The requirements for group health plan appeals are considerable, including meeting strict timelines for decisions, giving full consideration to a participant’s appeal documentation, consulting with independent specialized medical experts, and allowing participants the opportunity to respond to new evidence on appeal (e.g., any independent medical expert report obtained by the committee). Along with ensuring these requirements are satisfied, an appeals committee must adequately communicate benefit decisions and document its decision-making process, such as through written procedures and meeting minutes.

NFP Observation

Because an appeals committee has access to individually identifiable, sensitive, protected health information (PHI), the plan sponsor will need to make sure they are fully compliant with HIPAA’s privacy and security requirements for self-insured health plans. These requirements include adopting written policies and procedures, training all staff members who may have access to PHI, and conducting a risk analysis to assess any potential security weaknesses. A third-party vendor that specializes in HIPAA compliance can help with this task.

Responding to Plan Document Requests

In addition to the right to a “full and fair review” of appeals under ERISA, participants have the right to request and examine plan documents. Summary plan descriptions, amendments, and group health plan notices must be distributed automatically at certain times, but a participant can request a copy of the official plan document, Form 5500, and any other contract or “other instruments under which the plan is established or operated” at any time. These types of participant requests are typically made as a precursor to a claim appeal.

NFP Observation

This last category of documents – “other instruments under which the plan is established or operated” – has been the subject of many DOL advisory opinions and participant lawsuits. Depending on the particular facts and circumstances surrounding the request, this category can include any ASA between the plan sponsor and the TPA, internal guidelines used by the TPA to review claims, usual and customary fee schedules used to calculate benefits, and meeting minutes for any plan sponsor appeals committee.

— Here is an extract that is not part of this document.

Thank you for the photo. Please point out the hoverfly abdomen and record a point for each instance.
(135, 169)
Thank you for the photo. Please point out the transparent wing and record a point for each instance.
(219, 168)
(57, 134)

Plans have 30 days to respond to a document request from a participant, beneficiary, or their legal representative. ERISA authorizes participants to pursue penalties of up to $110 per day for a plan’s failure to adequately respond to their document request.

NFP Observation

These penalties are often assessed by courts reviewing claim disputes. Notably, in August 2021, a federal court in Utah awarded the then-current maximum $100 per day in ERISA penalties totaling $123,100 against a self-insured employer and TPA for failing to disclose complete claim coverage criteria and the ASA. The case was featured in Compliance Corner: Tenth Circuit Reviews MHPAEA Standing and Document Production.

Plan sponsors should verify solid procedures are in place to respond fully and timely to any ERISA document request. While the request may be directed to the plan sponsor or an appeals committee, the task of responding can be quite burdensome and require extensive claim information controlled by the TPA. For these reasons, the responsibility for responding to document requests should be explicitly addressed in ASAs.

Final Thoughts

Sponsoring a self-insured group health plan can provide opportunities for financial savings and benefits customization. With that flexibility comes increased fiduciary obligations, particularly with respect to the claims and appeals process. Some employers may decide to play a more active role in that process, including through the establishment of a formal committee to handle second-level internal appeals. However, employers must carefully assess their capacity to support such closer involvement, ensuring they have the necessary resources, expertise, and commitment to satisfy the regulatory requirements.